Cartaginés puso todo en el fuego, pero no logró consumar ni un solo gol. Herediano no hizo su mejor juego, tampoco exhibió el control ni posesión de balón acostumbrado, pero le bastó.
Cartaginés cumplió con el libreto y desde el pitazo inicial dispuso un equipo estructurado en un 3-5-2 replegable pero con solo Danny Fonseca en labores de contención.
Cuando Herediano tuvo el balón hizo correr a Marvin Angulo, quien gracias al ritmo de Cancela siempre tenía espacio en la banda para correr y centrar.

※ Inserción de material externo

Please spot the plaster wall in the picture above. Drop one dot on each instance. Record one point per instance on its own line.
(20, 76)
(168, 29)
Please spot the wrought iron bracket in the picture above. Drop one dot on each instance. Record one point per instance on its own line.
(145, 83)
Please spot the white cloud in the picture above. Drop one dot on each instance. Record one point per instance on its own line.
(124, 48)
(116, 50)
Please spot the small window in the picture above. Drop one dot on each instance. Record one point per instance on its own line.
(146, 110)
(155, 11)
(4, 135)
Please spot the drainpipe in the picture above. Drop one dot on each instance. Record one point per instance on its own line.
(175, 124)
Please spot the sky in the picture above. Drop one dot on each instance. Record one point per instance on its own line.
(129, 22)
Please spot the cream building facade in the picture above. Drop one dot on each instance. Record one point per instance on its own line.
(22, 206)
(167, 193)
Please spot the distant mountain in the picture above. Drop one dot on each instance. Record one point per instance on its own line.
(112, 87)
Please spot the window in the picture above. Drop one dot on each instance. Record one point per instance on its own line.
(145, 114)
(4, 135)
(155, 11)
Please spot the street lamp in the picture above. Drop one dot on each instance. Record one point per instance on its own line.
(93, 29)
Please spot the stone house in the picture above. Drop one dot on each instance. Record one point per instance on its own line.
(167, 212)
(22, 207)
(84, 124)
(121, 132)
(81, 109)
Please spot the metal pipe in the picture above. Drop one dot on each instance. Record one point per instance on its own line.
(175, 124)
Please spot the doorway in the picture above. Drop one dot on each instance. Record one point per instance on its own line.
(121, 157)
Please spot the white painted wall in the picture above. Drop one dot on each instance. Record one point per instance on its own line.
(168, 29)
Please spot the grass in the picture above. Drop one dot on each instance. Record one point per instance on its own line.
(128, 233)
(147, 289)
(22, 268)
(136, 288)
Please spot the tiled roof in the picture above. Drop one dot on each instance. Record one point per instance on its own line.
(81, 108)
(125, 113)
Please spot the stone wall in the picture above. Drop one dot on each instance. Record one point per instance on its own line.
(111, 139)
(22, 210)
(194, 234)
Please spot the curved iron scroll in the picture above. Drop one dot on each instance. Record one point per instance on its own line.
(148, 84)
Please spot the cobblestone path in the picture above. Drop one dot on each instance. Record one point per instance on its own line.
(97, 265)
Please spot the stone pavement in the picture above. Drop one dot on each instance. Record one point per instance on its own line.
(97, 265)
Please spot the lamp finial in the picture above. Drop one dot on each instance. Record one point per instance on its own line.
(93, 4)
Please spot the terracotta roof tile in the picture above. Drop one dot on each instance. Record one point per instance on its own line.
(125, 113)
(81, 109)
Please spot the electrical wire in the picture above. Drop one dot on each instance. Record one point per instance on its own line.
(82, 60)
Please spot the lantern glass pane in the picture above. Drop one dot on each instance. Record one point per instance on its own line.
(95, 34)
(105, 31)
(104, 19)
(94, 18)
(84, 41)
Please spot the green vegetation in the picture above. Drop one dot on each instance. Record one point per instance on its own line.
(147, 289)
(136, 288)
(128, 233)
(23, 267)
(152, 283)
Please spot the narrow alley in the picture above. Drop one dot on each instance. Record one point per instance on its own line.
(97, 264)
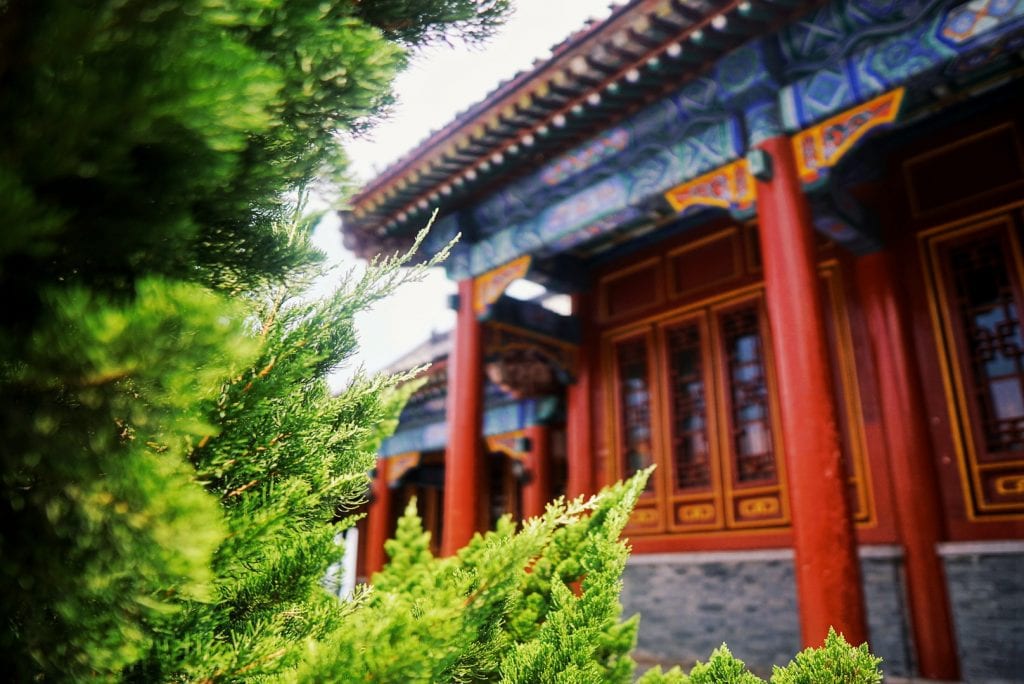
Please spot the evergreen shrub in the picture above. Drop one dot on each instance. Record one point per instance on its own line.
(173, 467)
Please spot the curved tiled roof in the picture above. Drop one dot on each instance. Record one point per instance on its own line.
(598, 75)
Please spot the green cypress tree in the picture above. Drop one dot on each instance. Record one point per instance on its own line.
(171, 458)
(174, 469)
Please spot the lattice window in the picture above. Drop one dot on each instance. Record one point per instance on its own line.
(751, 425)
(989, 324)
(688, 407)
(634, 395)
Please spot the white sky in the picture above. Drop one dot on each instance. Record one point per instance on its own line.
(439, 83)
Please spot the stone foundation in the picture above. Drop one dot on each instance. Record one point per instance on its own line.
(690, 603)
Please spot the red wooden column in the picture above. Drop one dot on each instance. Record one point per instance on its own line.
(828, 586)
(537, 492)
(580, 456)
(377, 519)
(919, 510)
(464, 411)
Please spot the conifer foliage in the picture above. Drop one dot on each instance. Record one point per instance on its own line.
(171, 459)
(173, 468)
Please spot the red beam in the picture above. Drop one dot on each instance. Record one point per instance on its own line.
(828, 587)
(580, 450)
(377, 520)
(919, 510)
(465, 401)
(537, 490)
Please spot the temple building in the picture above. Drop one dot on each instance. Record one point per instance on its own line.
(791, 233)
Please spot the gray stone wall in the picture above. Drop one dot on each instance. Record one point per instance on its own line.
(986, 590)
(690, 603)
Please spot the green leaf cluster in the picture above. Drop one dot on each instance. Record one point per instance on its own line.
(835, 661)
(495, 611)
(173, 469)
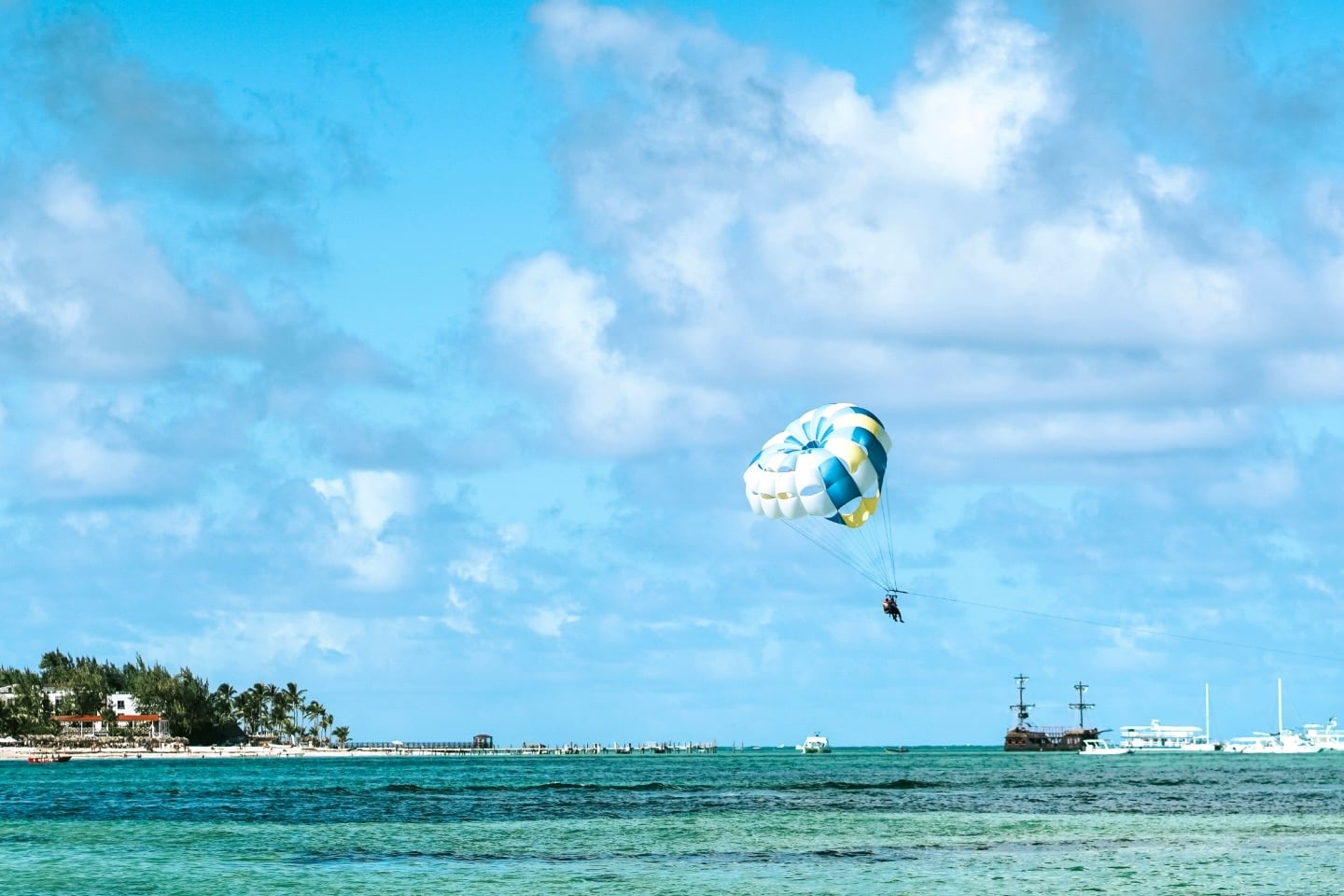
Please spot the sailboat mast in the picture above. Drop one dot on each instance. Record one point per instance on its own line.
(1081, 688)
(1280, 706)
(1022, 707)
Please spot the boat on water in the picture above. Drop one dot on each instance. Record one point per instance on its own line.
(1157, 737)
(1283, 740)
(1324, 735)
(1029, 737)
(815, 743)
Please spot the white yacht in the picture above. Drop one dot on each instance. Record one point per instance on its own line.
(1324, 735)
(1159, 737)
(815, 743)
(1281, 742)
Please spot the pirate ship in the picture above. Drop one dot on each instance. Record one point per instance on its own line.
(1029, 737)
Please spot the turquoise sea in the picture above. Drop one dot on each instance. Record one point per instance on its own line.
(857, 821)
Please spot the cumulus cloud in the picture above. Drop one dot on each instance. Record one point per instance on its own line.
(362, 505)
(773, 230)
(85, 293)
(552, 318)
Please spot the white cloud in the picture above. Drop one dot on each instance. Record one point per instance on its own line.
(553, 318)
(782, 232)
(362, 505)
(84, 290)
(550, 621)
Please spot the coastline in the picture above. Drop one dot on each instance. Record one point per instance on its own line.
(81, 754)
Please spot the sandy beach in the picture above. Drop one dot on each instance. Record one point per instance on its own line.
(21, 754)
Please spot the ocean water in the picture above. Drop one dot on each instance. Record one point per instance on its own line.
(854, 822)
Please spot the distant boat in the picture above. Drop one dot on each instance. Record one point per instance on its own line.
(1159, 737)
(1281, 742)
(1325, 735)
(815, 743)
(1029, 737)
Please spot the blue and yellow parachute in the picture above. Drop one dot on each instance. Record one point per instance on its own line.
(827, 468)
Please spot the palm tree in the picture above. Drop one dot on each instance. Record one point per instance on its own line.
(312, 712)
(295, 697)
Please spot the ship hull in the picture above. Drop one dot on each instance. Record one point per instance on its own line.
(1048, 739)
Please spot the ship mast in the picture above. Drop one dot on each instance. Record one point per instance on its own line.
(1022, 707)
(1081, 688)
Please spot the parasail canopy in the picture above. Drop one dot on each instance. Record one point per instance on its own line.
(825, 468)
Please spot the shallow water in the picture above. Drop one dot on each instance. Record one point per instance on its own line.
(857, 821)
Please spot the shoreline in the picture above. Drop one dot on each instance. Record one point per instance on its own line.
(82, 754)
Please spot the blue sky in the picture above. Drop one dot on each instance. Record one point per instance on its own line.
(417, 357)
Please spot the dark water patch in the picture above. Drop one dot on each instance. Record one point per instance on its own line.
(901, 783)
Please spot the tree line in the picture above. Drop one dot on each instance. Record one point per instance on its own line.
(189, 706)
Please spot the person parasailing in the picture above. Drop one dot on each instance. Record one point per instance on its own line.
(889, 605)
(823, 476)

De ahí nació un centro que estuvo a dos centímetros para que Vargas pudiera cabecear al segundo palo, y otro al que Núñez no pudo llegar de barrida. Ambos en menos de cinco minutos.
En tanto, los blanquiazules aprovechaban por la derecha a Johnson y Valverde para salir y centrar. En los primeros 15 minutos ejecutaron unos siete tiros de esquina, siendo el más claro uno que Lezcano cabeceó al centro pero ligeramente por encima.
El primer susto real lo dio Herediano al 25’, en salida, Vargas cabeceó para atrás y el “Mambo” ganó el viaje a los centrales y definió por encima de Torres. El árbitro anuló por fuera de juego, pero encendió el ánimo florense.
Pasaron siete minutos, y Angulo tiró cruzado desde el vértice derecho, obligó a Torres a estirarse y sacar el balón al tiro de esquina. Ahí no paró el calvario para los paperos; Cordero entró rompiendo en paredes, con el Mambo y Cancela, llegó con bola en el área pequeña y remató a pesar de tener a Vargas al centro.
Pero la revancha llegaría en la jugada siguiente, el florense Calvo rescató una bola en la franja izquierda de la media cancha, corrió la lateral y centró al segundo palo, donde Vargas sentenció de cabeza a pesar de la estirada de Torres.
Chávez hizo ingresar a Paolo Jiménez en lugar de Lezcano, para sacar a Brenes del carril y llevarlo al centro ante la elección de jugar sin pivote. Así nació un nuevo tiro de esquina, la segunda bola le quedó a Danny Fonseca en el área pequeña y remató por fuera.
Un minuto después, una carambola en el área papera terminó con un remate del Mambo estrellado en el poste.
Chávez eligió arriesgar todo e hizo ingresar a Eneas al 54’, pero no pesó en el volumen de juego ni profundidad de los blanquiazules. No fue hasta el 63’ que Valverde logró rematar con impulso por bajo, y obligó a Cambronero a acostarse a su mano izquierda.
De hecho estuvo más cerca Herediano de anotar un segundo gol que los blanquiazules de rematar directo a marco. Lo único que hizo fue una chilena al 79’, y fuera de eso no logró más.
Los locales no se esforzaron en pos de la posesión, ya que el rival tuvo la bola pero no la contundencia para llevarla con peligro real a la red.